Comment by maxpert
17 hours ago
Author here! Every time I post my own stuff here it seems to sink, so hopefully this actually reaches some of you.
Marmot started as a sidecar project using triggers and polling to replicate changes over NATS. It worked, but I hit a wall pretty fast. Most people really want full ACID compliance and DDL replication across the cluster. I realized the only clean way to do that was to expose SQLite over a standard protocol.
While projects like rqlite use REST and others go the page-capture route, I decided to implement the MySQL protocol instead. It just makes the most sense for compatibility.
I’ve reached a point where it works with WordPress, which theoretically covers a huge chunk of the web. There are scripts in the repo to deploy a WP cluster running on top of Marmot. Any DB change replicates across the whole cluster, so you can finally scale WordPress out properly.
On the performance side, I’m seeing about 6K-7K inserts per second on my local machine with a 3-node quorum. It supports unix-sockets, and you can even have your processes read the SQLite DB file directly while routing writes through the MySQL interface. This gives you a lot of flexibility for read-heavy apps.
I know the "AI slop" label gets thrown around a lot lately, but I’ve been running this in production consistently. It’s taken a massive amount of manual hours to get the behavior exactly where it needs to be.
Just want to note that every time I see it I’m impressed with the project, great job so far.
The fact that you’ve been running this with WP is also a really huge use case/demonstration of trust in your different software — IMO this should be on the README prominently.
These days I personally just ignore projects that insist on MySQL — Postgres has won in my mind and is the better choice. The only way I’d run something like a WP hosting service is with a tool like Marmot.
One thing you might find interesting is trying marmot with something like Litestream v2 — marmot of course has its own replication system but I like the idea of having a backup system writing to s3. It seems trivial (as you’ve noted that you can still work directly on the s3 file) but would be a nice blog post/experiment to see “worked out” so to speak.(and probably wouldn't sink to the bottom of hn!)
Marmot already supports debezium, so you can do way more than just basic S3 backups. I've noted your suggestions, it's definitely helpful.
Thanks for the consideration! The reason something like litestream is interesting to me is that it’s (now[0]) an off the shelf way to do PITR backups for SQLite.
Sure, I could piece together or write something myself to catch the CDC stream or run another replica, but simply running one more process on one of the boxes and having peace of mind that there’s an S3 backup continuously written is quite nice.

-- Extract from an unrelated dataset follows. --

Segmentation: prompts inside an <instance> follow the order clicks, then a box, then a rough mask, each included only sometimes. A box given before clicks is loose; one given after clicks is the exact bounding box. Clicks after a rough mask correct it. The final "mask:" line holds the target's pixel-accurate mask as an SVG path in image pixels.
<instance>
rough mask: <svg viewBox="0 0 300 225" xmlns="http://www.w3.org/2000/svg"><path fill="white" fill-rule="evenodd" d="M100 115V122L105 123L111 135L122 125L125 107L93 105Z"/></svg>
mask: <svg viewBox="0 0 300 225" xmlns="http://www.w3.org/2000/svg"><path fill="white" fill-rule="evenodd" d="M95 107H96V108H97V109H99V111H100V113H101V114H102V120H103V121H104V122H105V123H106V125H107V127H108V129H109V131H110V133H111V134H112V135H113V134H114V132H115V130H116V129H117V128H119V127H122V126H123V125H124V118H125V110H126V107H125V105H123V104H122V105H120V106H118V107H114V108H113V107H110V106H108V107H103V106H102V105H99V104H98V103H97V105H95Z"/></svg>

I thought debezium was mostly for moving around CDC records, not a backup tool per say. I.e. if I were to write debezium records to object storage with their connectors it’s my job to get a recent dump and replay?
[0]: https://fly.io/blog/litestream-v050-is-here/
1 reply →
Also a postgres user. Wondering why MySQL wire protocol and not pgsql's: did the mysql choice have advantages compared to pgsql in this case?
You point out a question that I spent months thinking about. I personally love Postgres, heck I initially even had a version that will talk postgres wire but with SQLite only syntax. But then somebody pointed me out my WordPress demo, and it was obvious to me that I have to support MySQL protocol, it's just a protocol. Underlaying technology will stay independent from what I choose.
Related, Corrosion has experimental support for the pgsql wire protocol (limited to sqlite-flavored SQL queries): https://superfly.github.io/corrosion/api/pg.html
Since Marmot pivoted to the MySQL wire protocol, I haven't had a clear picture of its advantages over using normal MySQL with active-active replication. Can you speak to that?
Here are some that I can think on top of my head:
- Marmot let's you choose consistency level (ONE/QUORUM/FULL) vs MySQL's serializable.
- MySQL requires careful setup of replication, conflict avoidance and monitoring. Fencing split brain and failover is manual in many cases. Marmot even right now is easier to spin up, plus it's leaderless. So you can actually just have your client talk to different nodes (maybe in round robin fashion) to do load distribution.
- Marmot's eventual consistency + anti-entropy will recover brain-splits with you requiring to do anything. MySQL active active requires manual ops.
- Marmot's designed for read-heavy on the edge scenarios. Once I've completed the read-only replica system you can literally bring up or down lambda nodes with Marmot running as sidecar. With replicas being able to select DBs they want (WIP) you should be able to bring up region/org/scenario specific servers with their light weight copies, and writes will be proxied to main server. Applications are virtually unlimited. Since you can directly read SQLite database, think many small vector databases distributed to edge, or regional configurations, or catalogs.
This seems CDC based, does that mean it handles `now()` and other non-deterministic functions properly?